Una frase pronunciata dal sindaco Roberto Gualtieri, durante gli «Stati generali della bellezza» organizzati da Ali (Autonomie locali italiane) a Cava de’ Tirreni, ha acceso un’aspra polemica politica nella Capitale. Al centro del dibattito, le condizioni delle periferie romane e le responsabilità storiche di chi le ha amministrate. «Io lo dico sempre: dicono “Roma è la città più bella del mondo”, ma io dico “guardate che le periferie romane fanno schifo. C’è un livello di bruttezza inaudito, aivoglia a lavorare”», ha detto il primo cittadino durante il suo intervento, sottolineando la necessità di portare la bellezza anche nei quartieri più degradati: «Voglio che tutto sia bello: marciapiedi, alberi, parchi, spazi pubblici. Non solo palazzoni».
Parole che hanno provocato una reazione immediata e furiosa da parte del centrodestra. Per Paolo Trancassini, deputato di Fratelli d’Italia, il sindaco «ha offeso migliaia di cittadini che vivono con dignità e spirito di comunità. Se oggi le periferie romane sono in difficoltà, la responsabilità è soprattutto sua, che da tre anni governa la città».
Sulla stessa linea Forza Italia, che ha definito il linguaggio del sindaco «puerile». Secondo i consiglieri capitolini del partito, «non sono le periferie a fare schifo, ma i servizi pubblici gestiti male: strade rotte, verde incolto, marciapiedi sporchi. Il problema è l’amministrazione Gualtieri, non i cittadini di Tor Bella Monaca o San Basilio».

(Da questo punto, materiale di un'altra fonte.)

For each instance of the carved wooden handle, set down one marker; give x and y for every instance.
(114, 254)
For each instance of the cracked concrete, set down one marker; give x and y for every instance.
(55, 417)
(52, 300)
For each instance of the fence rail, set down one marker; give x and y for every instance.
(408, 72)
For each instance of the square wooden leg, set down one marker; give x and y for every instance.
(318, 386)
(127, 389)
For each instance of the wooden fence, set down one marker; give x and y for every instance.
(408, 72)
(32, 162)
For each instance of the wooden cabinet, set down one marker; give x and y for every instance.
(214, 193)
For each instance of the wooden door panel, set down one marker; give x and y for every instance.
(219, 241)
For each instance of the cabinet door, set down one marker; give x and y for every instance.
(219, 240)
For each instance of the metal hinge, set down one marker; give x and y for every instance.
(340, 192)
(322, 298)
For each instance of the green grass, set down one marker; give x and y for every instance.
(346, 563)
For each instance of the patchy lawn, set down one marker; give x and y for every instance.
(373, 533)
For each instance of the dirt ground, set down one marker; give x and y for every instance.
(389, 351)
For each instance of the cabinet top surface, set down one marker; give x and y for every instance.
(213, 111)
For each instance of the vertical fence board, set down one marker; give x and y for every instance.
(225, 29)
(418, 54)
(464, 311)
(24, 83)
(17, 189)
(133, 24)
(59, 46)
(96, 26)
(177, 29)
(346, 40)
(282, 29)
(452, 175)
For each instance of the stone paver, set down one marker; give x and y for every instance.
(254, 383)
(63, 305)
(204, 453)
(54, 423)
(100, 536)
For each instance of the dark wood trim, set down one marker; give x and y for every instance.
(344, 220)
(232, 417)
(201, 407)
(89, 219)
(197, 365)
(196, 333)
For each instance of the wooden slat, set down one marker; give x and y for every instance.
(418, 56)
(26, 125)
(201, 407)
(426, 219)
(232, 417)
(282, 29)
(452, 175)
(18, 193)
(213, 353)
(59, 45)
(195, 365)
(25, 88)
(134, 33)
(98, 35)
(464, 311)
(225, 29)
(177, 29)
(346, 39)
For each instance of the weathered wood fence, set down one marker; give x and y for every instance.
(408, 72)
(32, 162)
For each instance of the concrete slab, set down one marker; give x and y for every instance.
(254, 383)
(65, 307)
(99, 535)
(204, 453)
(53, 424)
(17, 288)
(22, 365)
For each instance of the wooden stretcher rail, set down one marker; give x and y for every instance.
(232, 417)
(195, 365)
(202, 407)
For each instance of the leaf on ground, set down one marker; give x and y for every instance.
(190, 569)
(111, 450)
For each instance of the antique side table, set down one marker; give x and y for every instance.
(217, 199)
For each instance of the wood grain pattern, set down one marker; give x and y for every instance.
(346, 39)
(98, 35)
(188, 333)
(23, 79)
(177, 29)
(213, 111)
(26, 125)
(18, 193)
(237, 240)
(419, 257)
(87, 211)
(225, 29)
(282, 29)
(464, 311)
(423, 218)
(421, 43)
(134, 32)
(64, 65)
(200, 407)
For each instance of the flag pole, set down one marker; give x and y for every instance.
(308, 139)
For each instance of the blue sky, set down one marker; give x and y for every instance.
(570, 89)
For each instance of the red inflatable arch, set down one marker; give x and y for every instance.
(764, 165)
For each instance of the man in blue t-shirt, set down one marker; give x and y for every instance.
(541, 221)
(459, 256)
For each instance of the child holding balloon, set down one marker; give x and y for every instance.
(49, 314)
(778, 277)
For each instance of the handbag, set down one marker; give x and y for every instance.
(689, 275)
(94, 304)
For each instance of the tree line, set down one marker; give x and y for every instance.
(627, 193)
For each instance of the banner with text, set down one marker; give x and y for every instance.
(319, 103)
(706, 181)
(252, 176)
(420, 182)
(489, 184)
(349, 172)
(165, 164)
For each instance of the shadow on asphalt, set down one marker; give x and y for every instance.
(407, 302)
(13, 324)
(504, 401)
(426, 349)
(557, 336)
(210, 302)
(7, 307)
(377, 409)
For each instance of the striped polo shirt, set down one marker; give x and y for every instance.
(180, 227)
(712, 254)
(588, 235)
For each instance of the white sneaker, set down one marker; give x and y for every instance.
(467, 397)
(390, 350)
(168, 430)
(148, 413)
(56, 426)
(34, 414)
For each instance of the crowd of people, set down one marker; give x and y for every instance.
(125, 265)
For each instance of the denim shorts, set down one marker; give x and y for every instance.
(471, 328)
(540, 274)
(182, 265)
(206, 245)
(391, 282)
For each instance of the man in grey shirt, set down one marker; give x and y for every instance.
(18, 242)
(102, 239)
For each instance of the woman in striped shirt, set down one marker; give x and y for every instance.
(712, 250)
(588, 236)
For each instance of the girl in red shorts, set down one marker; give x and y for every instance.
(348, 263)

Federico Mollicone, deputato di Fratelli d’Italia e presidente della Commissione Cultura della Camera, ha colto l’occasione per rilanciare un attacco ideologico: «Finalmente anche Gualtieri riconosce i disastri urbanistici del passato, opera di architetti comunisti ispirati al modello sovietico. È ironico che sia proprio un sindaco post comunista a denunciare quanto si viva male nei palazzi alveare costruiti dalla sinistra». Mollicone ha poi rivendicato una visione alternativa «ispirata agli stilemi della tradizione italiana, come nel progetto affidato a Leon Krier per Tor Bella Monaca, poi bloccato dalla sinistra».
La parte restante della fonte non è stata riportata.